发表于 分类于 Waline:

\(\varphi = \frac{1+\sqrt{5}}{2}\),我们有 \(\varphi^2 = \varphi + 1\)

定理:\(p, q \in \mathbb{N}\),若 \(0<p<q\),则

\[ \begin{equation}\label{eq20241008_0} |\varphi - \frac{p}{q}| \gt \frac{1}{3q^2} \end{equation} \]

证明:

\(|\varphi - \frac{p}{q}| > \frac{1}{3}\)\(\eqref{eq20241008_0}\) 显然成立。

否则,设 \(f(x)=x^2-x-1=(x-\varphi)(x+\varphi-1)\)

一方面,我们有

\[ \begin{equation}\label{eq20241008_1} \begin{aligned} |f(\frac{p}{q})| & = |(\frac{p}{q} - \varphi)(\frac{p}{q} + \varphi - 1)| \\ & \leq (\varphi + \frac{1}{3} + \varphi - 1) |\varphi - \frac{p}{q}| \\ & < 3 |\varphi - \frac{p}{q}| \end{aligned} \end{equation} \]

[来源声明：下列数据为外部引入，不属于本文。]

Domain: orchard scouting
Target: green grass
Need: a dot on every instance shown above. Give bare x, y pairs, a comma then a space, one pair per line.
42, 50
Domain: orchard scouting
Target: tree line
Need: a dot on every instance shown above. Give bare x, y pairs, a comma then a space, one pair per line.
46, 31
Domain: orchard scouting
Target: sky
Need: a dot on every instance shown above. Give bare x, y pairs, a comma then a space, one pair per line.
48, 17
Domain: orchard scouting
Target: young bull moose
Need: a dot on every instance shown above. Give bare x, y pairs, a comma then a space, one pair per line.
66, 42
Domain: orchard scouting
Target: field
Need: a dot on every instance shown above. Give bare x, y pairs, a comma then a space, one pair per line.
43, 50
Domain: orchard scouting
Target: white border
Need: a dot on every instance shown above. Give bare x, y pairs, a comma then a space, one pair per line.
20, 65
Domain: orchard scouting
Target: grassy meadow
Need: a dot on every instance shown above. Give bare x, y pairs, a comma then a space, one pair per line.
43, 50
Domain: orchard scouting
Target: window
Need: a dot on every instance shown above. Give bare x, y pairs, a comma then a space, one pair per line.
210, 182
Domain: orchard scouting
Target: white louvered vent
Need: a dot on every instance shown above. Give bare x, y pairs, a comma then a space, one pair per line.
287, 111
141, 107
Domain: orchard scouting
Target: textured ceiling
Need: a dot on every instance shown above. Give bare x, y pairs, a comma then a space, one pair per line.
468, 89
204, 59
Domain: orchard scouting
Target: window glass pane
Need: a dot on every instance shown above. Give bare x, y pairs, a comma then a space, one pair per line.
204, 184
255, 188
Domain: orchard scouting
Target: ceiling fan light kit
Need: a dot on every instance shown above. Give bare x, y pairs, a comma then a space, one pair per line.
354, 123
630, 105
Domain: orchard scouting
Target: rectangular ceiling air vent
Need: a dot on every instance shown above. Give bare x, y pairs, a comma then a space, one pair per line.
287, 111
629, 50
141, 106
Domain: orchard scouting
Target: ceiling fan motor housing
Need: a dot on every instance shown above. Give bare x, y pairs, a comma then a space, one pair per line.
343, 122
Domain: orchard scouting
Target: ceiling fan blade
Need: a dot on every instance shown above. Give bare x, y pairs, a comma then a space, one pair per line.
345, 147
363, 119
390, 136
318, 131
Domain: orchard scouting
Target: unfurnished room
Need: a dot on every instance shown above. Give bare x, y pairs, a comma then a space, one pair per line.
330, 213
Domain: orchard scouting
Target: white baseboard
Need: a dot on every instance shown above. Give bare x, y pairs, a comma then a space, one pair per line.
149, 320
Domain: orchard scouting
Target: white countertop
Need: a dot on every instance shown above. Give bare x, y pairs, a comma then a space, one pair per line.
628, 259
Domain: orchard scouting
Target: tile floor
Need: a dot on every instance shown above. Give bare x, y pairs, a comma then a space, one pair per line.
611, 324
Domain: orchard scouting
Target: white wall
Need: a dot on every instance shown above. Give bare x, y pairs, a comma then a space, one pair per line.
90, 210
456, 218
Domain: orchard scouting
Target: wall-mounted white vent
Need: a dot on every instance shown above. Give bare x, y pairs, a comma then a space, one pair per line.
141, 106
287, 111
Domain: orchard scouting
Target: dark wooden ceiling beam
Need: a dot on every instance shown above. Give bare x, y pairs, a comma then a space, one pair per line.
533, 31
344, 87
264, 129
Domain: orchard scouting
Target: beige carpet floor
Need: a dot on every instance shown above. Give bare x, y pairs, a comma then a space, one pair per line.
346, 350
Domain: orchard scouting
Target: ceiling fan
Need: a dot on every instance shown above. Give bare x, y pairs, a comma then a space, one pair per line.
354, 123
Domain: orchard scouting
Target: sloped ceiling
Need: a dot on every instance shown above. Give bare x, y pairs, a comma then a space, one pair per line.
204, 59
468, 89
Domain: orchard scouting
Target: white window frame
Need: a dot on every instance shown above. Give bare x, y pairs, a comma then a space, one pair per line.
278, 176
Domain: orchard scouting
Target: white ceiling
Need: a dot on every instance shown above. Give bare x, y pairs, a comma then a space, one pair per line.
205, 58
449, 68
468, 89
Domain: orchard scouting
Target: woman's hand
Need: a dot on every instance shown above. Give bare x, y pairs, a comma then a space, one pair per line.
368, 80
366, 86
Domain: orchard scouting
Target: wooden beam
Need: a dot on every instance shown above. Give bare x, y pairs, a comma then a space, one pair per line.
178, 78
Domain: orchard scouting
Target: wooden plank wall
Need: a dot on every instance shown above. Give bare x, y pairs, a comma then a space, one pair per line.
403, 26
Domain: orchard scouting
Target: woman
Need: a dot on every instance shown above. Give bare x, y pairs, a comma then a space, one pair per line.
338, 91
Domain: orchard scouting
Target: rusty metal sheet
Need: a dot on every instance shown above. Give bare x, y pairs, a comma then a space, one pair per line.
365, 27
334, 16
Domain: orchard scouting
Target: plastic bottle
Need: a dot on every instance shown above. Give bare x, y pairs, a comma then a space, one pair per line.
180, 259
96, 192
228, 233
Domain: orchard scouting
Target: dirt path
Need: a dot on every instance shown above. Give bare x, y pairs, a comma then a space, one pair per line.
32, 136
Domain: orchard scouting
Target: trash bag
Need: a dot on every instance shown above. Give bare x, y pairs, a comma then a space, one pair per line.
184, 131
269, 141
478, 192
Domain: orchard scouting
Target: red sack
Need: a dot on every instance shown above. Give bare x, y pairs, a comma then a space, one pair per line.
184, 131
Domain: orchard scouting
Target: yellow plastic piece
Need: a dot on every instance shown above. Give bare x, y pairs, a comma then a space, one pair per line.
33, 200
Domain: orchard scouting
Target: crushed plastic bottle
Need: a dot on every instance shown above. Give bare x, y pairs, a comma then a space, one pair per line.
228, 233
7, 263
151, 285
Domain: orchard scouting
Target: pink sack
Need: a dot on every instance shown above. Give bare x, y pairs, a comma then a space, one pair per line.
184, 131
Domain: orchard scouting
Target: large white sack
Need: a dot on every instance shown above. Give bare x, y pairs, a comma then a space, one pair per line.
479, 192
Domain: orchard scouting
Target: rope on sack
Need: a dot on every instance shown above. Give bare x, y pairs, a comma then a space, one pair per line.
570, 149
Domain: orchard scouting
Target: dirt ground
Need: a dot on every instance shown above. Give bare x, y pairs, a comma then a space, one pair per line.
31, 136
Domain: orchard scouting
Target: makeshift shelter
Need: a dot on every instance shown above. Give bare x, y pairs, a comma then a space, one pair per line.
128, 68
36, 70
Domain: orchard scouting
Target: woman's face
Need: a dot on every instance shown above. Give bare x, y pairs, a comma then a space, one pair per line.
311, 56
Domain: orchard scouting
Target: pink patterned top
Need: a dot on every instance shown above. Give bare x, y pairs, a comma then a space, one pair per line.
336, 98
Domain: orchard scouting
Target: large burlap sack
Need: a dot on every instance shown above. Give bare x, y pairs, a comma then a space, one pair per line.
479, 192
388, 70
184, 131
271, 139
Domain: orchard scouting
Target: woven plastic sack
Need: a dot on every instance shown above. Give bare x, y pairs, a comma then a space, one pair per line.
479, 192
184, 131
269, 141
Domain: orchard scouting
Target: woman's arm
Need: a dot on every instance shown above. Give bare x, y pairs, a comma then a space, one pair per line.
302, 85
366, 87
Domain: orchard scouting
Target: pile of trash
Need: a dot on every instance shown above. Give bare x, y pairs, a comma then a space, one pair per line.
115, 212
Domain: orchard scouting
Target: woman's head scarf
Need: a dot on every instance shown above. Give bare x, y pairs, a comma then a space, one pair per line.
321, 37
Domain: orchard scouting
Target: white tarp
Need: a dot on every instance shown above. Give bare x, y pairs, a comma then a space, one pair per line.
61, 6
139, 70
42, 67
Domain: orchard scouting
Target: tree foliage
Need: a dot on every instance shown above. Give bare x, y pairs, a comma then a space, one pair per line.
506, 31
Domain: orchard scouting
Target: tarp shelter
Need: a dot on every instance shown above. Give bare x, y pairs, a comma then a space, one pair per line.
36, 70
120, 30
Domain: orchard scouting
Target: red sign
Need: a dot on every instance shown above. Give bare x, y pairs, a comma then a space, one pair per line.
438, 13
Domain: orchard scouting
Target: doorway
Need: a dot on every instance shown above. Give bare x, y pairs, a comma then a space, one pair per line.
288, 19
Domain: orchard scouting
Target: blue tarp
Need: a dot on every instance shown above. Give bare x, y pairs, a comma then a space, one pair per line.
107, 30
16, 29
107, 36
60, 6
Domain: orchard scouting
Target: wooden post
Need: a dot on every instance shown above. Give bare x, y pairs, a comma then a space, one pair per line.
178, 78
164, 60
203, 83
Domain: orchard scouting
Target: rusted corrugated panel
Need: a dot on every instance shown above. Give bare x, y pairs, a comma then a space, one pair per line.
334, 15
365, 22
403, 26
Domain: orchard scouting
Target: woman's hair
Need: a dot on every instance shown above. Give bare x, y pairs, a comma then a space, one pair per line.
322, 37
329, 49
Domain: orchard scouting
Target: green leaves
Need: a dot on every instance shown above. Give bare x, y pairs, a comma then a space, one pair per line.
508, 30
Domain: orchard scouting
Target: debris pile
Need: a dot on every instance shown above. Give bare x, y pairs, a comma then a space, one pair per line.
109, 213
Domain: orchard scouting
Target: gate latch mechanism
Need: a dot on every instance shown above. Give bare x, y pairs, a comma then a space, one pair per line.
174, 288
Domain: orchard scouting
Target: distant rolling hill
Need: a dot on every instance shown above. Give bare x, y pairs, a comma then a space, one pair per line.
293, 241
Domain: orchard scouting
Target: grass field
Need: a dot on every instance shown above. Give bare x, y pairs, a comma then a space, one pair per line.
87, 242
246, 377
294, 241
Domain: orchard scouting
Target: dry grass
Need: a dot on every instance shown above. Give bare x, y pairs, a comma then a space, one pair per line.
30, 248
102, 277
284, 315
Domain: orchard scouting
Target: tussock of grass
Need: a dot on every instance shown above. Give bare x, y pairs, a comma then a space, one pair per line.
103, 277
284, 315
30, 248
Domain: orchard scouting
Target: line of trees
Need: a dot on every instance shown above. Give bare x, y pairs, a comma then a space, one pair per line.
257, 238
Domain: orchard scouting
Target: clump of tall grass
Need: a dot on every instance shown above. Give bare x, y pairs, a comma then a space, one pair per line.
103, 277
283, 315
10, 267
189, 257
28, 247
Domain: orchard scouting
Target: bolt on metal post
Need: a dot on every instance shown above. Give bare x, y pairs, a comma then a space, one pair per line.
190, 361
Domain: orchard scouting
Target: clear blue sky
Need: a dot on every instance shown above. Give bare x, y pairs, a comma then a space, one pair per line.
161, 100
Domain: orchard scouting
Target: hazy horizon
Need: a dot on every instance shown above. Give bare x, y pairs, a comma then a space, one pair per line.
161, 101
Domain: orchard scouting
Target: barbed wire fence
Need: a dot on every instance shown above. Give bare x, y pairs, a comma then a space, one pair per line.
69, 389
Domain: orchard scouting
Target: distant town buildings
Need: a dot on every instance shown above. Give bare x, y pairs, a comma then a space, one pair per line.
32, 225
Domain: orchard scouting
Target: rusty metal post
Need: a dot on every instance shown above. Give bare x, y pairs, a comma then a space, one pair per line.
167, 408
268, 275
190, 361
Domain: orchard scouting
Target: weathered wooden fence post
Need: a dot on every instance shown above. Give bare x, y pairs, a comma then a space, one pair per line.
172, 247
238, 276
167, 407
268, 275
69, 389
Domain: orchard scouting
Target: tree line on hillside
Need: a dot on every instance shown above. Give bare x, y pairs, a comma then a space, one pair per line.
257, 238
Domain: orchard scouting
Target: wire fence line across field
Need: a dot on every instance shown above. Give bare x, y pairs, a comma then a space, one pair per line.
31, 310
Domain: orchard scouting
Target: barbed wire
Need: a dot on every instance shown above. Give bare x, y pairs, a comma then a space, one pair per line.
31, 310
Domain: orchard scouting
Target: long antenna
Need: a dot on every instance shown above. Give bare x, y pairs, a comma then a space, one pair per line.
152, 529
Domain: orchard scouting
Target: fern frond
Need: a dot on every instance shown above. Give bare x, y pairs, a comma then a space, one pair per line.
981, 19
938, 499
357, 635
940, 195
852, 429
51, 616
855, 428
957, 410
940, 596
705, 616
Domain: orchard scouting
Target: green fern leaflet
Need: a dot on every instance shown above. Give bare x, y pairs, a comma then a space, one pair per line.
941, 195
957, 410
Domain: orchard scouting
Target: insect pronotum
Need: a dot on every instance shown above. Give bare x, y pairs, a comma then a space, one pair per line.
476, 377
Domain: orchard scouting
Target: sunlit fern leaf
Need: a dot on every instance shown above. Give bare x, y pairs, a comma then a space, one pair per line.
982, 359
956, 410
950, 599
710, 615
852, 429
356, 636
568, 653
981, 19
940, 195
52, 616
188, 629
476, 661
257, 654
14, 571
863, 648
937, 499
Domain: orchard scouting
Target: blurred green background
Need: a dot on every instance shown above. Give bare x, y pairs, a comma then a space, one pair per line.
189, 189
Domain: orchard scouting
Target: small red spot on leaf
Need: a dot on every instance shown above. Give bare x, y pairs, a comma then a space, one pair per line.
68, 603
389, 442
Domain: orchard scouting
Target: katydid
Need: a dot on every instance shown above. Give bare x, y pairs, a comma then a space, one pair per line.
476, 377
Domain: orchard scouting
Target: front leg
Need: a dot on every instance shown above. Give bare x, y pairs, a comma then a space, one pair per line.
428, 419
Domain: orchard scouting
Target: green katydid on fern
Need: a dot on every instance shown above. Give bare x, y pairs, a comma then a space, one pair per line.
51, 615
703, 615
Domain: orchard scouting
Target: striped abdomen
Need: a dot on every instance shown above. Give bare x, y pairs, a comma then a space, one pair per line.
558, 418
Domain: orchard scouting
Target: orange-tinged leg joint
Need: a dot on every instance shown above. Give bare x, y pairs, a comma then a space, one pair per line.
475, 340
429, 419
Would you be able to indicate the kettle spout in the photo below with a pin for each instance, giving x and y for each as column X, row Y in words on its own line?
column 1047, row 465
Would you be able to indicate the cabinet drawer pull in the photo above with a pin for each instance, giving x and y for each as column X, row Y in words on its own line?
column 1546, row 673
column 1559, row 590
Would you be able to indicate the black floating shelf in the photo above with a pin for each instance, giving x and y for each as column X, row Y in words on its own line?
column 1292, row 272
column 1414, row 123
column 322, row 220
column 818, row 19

另一方面,由于 \(f(x)\) 没有有理根,我们也有

\[ \begin{equation}\label{eq20241008_3} \begin{aligned} |f(\frac{p}{q}) | & = |(\frac{p}{q})^2 - \frac{p}{q} - 1| \\ & = |\frac{p^2-pq-q^2}{q^2}| \\ & \geq \frac{1}{q^2} \end{aligned} \end{equation} \]

联立 \(\eqref{eq20241008_1}\)\(\eqref{eq20241008_3}\) 可得

\[ 3 |\varphi - \frac{p}{q}| > \frac{1}{q^2} \]

\(\eqref{eq20241008_0}\) 得证。